Il m’arrive d’aller au cinéma car Paris est une des dernières villes au monde où on peut voir un film de Bergman, de Fellini, de Fassbinder ou même d’Eisenstein sur grand écran. Depuis quelque temps je vais à l’opéra car, là encore, je suis membre d’un prix de musique. Comment se fait-il que je sois membre d’un jury d’opéra alors que je n’ai aucune connaissance particulière dans cet art? J’avais bien expliqué dans le catalogue du prix mon ignorance de l’opéra mais cela n’a suscité aucun remous. C’est qu’à Paris on prête tous les pouvoirs (on parle ici de sorcellerie) à un écrivain.

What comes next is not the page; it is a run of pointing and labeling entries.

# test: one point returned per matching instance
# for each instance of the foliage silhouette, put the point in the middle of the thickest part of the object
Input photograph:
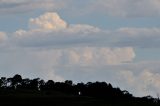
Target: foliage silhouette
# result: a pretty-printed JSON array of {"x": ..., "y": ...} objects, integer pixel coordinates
[{"x": 93, "y": 91}]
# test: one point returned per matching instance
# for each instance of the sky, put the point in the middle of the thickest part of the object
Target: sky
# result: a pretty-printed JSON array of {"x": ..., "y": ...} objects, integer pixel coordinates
[{"x": 116, "y": 41}]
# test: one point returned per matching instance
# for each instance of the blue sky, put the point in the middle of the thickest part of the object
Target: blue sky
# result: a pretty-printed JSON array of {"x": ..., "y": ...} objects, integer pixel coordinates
[{"x": 116, "y": 41}]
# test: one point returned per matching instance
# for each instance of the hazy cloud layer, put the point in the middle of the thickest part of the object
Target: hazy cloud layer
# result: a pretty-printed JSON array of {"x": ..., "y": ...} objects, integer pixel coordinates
[
  {"x": 122, "y": 8},
  {"x": 55, "y": 49}
]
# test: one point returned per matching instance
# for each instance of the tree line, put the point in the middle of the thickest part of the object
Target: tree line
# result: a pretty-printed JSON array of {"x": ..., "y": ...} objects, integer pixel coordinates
[{"x": 91, "y": 89}]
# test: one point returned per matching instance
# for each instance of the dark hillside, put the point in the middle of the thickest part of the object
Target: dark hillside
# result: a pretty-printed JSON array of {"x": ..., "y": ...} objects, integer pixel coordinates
[{"x": 37, "y": 92}]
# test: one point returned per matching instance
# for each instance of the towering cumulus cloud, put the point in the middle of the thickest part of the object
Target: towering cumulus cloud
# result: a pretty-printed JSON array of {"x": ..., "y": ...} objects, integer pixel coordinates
[{"x": 48, "y": 21}]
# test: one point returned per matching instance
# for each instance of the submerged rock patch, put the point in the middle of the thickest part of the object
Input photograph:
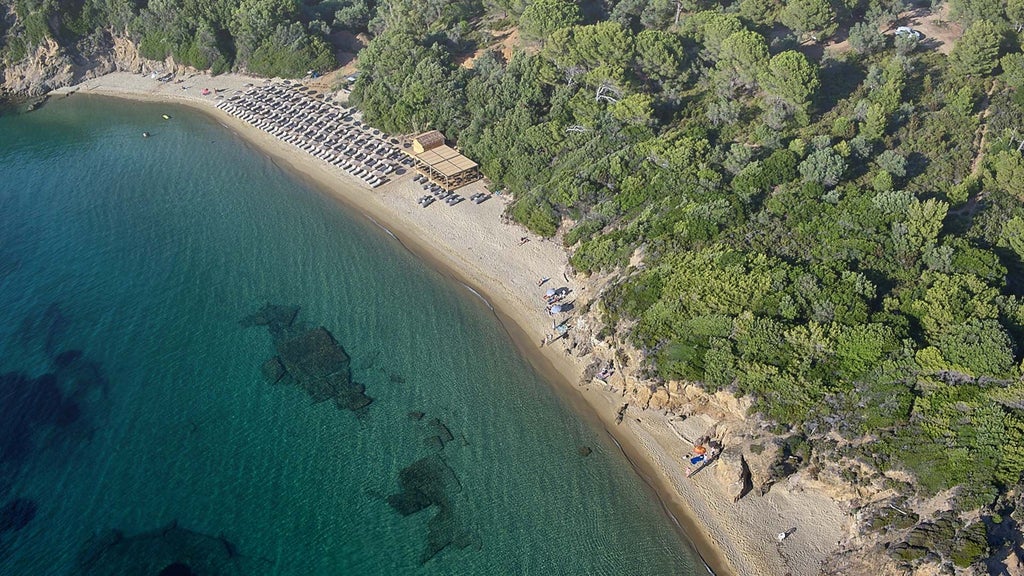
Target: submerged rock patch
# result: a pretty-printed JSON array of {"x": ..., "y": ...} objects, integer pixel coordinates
[
  {"x": 167, "y": 551},
  {"x": 430, "y": 482},
  {"x": 309, "y": 358}
]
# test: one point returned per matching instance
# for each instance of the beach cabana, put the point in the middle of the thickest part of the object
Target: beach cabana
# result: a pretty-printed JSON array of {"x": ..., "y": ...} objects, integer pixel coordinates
[{"x": 427, "y": 140}]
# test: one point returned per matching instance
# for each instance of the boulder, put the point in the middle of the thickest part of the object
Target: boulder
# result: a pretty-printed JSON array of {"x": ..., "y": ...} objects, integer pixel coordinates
[
  {"x": 313, "y": 355},
  {"x": 733, "y": 474}
]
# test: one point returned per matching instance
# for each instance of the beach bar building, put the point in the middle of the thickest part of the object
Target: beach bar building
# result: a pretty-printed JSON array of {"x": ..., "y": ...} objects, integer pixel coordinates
[{"x": 441, "y": 164}]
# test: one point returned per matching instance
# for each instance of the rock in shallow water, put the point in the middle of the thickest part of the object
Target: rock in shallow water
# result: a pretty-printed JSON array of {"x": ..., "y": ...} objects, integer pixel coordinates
[
  {"x": 430, "y": 482},
  {"x": 168, "y": 551},
  {"x": 312, "y": 359}
]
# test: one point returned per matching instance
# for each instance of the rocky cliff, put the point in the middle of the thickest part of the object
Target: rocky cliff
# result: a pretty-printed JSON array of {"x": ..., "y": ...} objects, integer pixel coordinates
[{"x": 52, "y": 66}]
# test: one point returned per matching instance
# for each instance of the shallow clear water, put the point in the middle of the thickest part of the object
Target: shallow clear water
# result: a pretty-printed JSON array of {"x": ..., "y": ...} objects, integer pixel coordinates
[{"x": 144, "y": 254}]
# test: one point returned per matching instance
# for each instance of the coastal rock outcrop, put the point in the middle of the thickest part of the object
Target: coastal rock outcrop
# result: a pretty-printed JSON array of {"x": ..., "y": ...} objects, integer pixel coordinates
[
  {"x": 48, "y": 67},
  {"x": 733, "y": 474}
]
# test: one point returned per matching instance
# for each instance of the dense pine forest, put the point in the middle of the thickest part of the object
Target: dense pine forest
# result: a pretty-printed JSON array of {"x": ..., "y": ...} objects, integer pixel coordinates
[{"x": 800, "y": 201}]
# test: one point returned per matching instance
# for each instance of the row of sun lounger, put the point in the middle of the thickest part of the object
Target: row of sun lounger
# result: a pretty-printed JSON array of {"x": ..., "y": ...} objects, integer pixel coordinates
[
  {"x": 449, "y": 197},
  {"x": 327, "y": 130}
]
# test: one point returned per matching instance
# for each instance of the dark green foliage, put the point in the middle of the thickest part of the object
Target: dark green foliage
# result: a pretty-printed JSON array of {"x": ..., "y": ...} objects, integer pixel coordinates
[{"x": 266, "y": 37}]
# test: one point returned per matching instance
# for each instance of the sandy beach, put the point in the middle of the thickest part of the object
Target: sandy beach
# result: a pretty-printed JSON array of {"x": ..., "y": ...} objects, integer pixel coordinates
[{"x": 471, "y": 243}]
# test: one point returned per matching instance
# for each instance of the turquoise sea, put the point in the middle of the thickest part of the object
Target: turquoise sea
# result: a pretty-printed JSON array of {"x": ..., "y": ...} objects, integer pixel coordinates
[{"x": 139, "y": 430}]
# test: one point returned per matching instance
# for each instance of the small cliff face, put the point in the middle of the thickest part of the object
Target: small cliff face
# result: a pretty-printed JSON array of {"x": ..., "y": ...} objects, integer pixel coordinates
[
  {"x": 45, "y": 69},
  {"x": 51, "y": 66}
]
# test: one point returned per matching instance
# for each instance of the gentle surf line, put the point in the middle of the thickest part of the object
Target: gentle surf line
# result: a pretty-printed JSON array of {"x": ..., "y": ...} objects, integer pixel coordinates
[
  {"x": 478, "y": 295},
  {"x": 665, "y": 507}
]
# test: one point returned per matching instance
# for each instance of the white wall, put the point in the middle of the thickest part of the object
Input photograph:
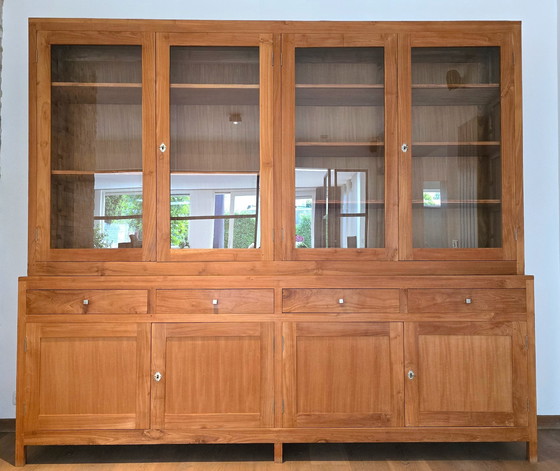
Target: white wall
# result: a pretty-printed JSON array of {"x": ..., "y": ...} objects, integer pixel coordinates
[{"x": 540, "y": 94}]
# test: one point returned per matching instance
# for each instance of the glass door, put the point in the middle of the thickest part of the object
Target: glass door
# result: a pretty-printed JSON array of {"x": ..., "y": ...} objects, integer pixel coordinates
[
  {"x": 93, "y": 169},
  {"x": 459, "y": 113},
  {"x": 340, "y": 139},
  {"x": 214, "y": 104}
]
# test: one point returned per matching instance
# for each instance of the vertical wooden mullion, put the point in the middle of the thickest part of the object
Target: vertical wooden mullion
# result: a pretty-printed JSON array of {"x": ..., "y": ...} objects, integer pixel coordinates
[
  {"x": 148, "y": 148},
  {"x": 391, "y": 147},
  {"x": 277, "y": 135},
  {"x": 405, "y": 136},
  {"x": 266, "y": 146},
  {"x": 43, "y": 197},
  {"x": 507, "y": 146},
  {"x": 163, "y": 136},
  {"x": 159, "y": 347},
  {"x": 518, "y": 149},
  {"x": 288, "y": 146}
]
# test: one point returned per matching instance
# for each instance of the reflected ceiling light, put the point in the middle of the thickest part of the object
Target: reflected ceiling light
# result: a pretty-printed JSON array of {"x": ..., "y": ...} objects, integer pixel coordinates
[{"x": 235, "y": 118}]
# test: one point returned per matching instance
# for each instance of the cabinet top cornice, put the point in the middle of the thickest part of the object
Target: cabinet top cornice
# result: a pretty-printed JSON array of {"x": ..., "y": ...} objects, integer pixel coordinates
[{"x": 221, "y": 26}]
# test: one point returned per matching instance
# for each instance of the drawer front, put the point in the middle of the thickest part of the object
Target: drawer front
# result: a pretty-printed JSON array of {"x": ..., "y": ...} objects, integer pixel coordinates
[
  {"x": 340, "y": 300},
  {"x": 215, "y": 301},
  {"x": 94, "y": 301},
  {"x": 467, "y": 300}
]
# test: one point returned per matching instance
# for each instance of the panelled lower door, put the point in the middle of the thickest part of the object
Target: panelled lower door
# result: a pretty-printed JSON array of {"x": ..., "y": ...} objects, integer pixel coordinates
[
  {"x": 466, "y": 374},
  {"x": 343, "y": 374},
  {"x": 212, "y": 375},
  {"x": 87, "y": 376}
]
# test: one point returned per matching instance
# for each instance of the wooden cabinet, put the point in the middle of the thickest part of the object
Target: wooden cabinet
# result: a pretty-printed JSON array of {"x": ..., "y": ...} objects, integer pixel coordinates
[
  {"x": 466, "y": 374},
  {"x": 275, "y": 232},
  {"x": 212, "y": 375},
  {"x": 343, "y": 374},
  {"x": 88, "y": 377}
]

C’est l’art royal depuis Voltaire, Hugo ou Stendhal. Peut-être aussi qu’on croie que ce n’est que coquetterie de ma part de faire semblant d’ignorer ce que beaucoup font semblant de savoir. Paris a toujours besoin d’un œil neuf et d’une oreille vierge pour se renouveler. Moi qui pensais détester cet art qui me semblait de loin poussiéreux et raide aux entournures, je développe un goût certain pour lui d’autant qu’il est total. Je me souviens de Frankétienne me disant en train d’écrire un roman-opéra. L’auteur de « Ultravocal » a raison: tout se jette dans le fleuve roman. Il est vrai qu’on ne peut éviter les galeries et les musées dans cette ville où l’on vous conseille toujours d’aller voir la rétrospective d’un artiste rare. Je partage ma vie entre le dixième et le sixième arrondissement où se concentre mon univers intellectuel. Je publie chez Zulma, que fréquentent beaucoup d’écrivains haïtiens, des classiques comme Roumain, Alexis, Depestre ou Vieux-Chauvet, et les nouveaux comme James Noël et Makenzy Orcel. Sinon je retrouve Edwige Danticat deux minutes plus loin chez Grasset où je publie la majeure partie de mon œuvre.

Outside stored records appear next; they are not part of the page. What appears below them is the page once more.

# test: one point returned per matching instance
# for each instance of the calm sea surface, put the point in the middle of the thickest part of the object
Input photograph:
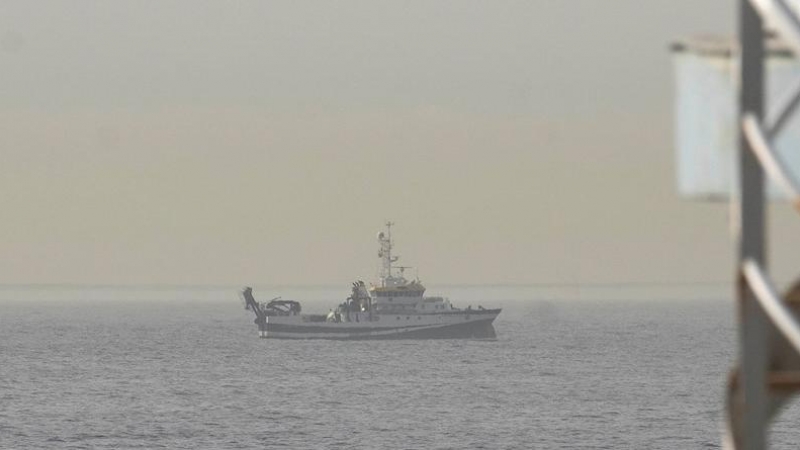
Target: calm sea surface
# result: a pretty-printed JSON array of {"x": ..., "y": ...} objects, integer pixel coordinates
[{"x": 109, "y": 368}]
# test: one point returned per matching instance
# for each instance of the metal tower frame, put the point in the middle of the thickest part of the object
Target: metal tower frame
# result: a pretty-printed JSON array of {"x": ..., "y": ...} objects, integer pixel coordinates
[{"x": 764, "y": 379}]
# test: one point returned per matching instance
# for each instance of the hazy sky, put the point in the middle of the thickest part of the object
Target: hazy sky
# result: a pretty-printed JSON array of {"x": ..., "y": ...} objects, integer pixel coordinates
[{"x": 265, "y": 142}]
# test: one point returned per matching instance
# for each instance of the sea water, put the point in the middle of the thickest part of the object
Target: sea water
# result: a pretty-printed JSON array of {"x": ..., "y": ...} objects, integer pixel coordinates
[{"x": 108, "y": 368}]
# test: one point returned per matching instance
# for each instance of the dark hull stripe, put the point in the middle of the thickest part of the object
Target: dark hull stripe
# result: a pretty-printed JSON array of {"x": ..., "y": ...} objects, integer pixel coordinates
[
  {"x": 481, "y": 329},
  {"x": 310, "y": 327}
]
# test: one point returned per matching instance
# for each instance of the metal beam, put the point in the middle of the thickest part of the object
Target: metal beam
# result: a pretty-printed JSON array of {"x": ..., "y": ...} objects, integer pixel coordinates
[{"x": 753, "y": 331}]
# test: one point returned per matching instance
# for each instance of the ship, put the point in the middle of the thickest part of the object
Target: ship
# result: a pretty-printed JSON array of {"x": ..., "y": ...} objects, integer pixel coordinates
[{"x": 392, "y": 308}]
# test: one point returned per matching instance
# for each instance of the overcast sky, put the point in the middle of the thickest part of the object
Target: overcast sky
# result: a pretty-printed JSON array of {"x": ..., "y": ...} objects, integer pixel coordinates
[{"x": 265, "y": 142}]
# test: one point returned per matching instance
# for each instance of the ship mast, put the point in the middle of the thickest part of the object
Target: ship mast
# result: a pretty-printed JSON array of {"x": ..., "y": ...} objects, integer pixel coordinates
[{"x": 385, "y": 253}]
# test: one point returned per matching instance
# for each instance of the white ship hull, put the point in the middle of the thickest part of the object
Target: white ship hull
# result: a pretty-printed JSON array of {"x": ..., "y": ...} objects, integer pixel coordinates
[{"x": 446, "y": 325}]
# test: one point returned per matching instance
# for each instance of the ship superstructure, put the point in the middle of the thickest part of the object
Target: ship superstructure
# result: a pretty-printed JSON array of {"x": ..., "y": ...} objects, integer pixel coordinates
[{"x": 392, "y": 308}]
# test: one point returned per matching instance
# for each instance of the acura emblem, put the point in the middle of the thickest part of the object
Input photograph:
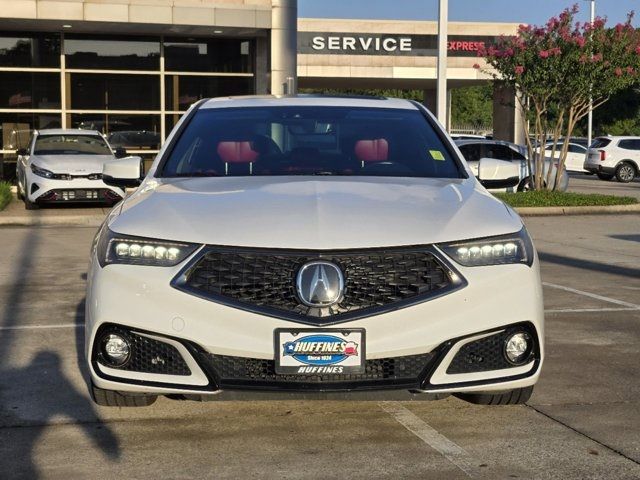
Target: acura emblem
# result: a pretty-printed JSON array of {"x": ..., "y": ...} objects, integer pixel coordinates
[{"x": 320, "y": 284}]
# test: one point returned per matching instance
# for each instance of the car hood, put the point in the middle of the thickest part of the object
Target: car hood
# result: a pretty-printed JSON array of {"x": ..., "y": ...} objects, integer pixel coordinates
[
  {"x": 314, "y": 212},
  {"x": 71, "y": 164}
]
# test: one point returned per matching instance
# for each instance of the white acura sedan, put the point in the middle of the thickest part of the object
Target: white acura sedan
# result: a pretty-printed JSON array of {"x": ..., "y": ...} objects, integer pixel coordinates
[
  {"x": 312, "y": 244},
  {"x": 65, "y": 166}
]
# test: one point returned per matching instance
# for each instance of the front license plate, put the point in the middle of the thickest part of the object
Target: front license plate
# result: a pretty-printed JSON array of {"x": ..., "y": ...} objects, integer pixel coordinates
[{"x": 309, "y": 351}]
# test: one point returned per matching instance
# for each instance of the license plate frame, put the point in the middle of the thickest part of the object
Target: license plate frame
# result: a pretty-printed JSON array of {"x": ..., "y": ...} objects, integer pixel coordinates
[{"x": 320, "y": 364}]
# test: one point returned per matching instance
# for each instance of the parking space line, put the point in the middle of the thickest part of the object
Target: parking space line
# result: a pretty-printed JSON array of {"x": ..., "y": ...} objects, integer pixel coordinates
[
  {"x": 429, "y": 435},
  {"x": 43, "y": 327},
  {"x": 587, "y": 310},
  {"x": 593, "y": 295}
]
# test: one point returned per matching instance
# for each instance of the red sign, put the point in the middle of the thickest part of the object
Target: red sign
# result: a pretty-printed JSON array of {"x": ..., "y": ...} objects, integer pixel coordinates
[{"x": 465, "y": 46}]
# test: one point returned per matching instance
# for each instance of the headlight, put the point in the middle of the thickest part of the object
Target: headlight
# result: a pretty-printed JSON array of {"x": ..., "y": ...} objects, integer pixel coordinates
[
  {"x": 113, "y": 247},
  {"x": 513, "y": 248},
  {"x": 41, "y": 172}
]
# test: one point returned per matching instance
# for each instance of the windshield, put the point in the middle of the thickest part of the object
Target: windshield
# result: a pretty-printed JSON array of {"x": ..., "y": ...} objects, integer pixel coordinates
[
  {"x": 70, "y": 145},
  {"x": 310, "y": 141},
  {"x": 600, "y": 143}
]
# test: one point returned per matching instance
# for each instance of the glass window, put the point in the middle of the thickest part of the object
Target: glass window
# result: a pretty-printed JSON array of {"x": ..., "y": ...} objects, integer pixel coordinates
[
  {"x": 629, "y": 144},
  {"x": 573, "y": 148},
  {"x": 30, "y": 51},
  {"x": 92, "y": 91},
  {"x": 182, "y": 91},
  {"x": 500, "y": 152},
  {"x": 310, "y": 141},
  {"x": 108, "y": 53},
  {"x": 170, "y": 121},
  {"x": 109, "y": 124},
  {"x": 17, "y": 127},
  {"x": 29, "y": 90},
  {"x": 70, "y": 145},
  {"x": 209, "y": 55},
  {"x": 600, "y": 143}
]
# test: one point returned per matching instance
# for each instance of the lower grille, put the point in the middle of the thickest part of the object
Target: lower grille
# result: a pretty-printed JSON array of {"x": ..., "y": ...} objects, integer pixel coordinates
[
  {"x": 265, "y": 281},
  {"x": 231, "y": 372}
]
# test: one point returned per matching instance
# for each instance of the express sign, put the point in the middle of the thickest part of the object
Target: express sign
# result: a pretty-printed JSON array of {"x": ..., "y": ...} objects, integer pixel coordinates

Là, je discute un moment avec mon éditeur Charles Dantzig à propos de mon prochain livre avant d’aller déjeuner chez Lipp, en face du Flore. Tout ça peut paraître luxueux, mais en fait je signale des cafés, des restaurants ou des musées, et il y a des choses bien plus chères dans cette ville, croyez-moi. Si c’est jeudi, je me rends à pied à l’Académie où m’attendent mes camarades de l’Académie pour une séance du dictionnaire. C’est la raison de ma présence dans cette ville. Et toute cette vie est possible parce que j’ai appris à lire à Petit-Goâve il y a plus de soixante ans. C’est de là qu’est venue la goutte d’encre qui s’est déversée dans tant de capitales par le biais de tant de langues. Je remercie ici chacune de mes lectrices car elles sont plus nombreuses que les lecteurs. Tout ça forme l’écume des jours.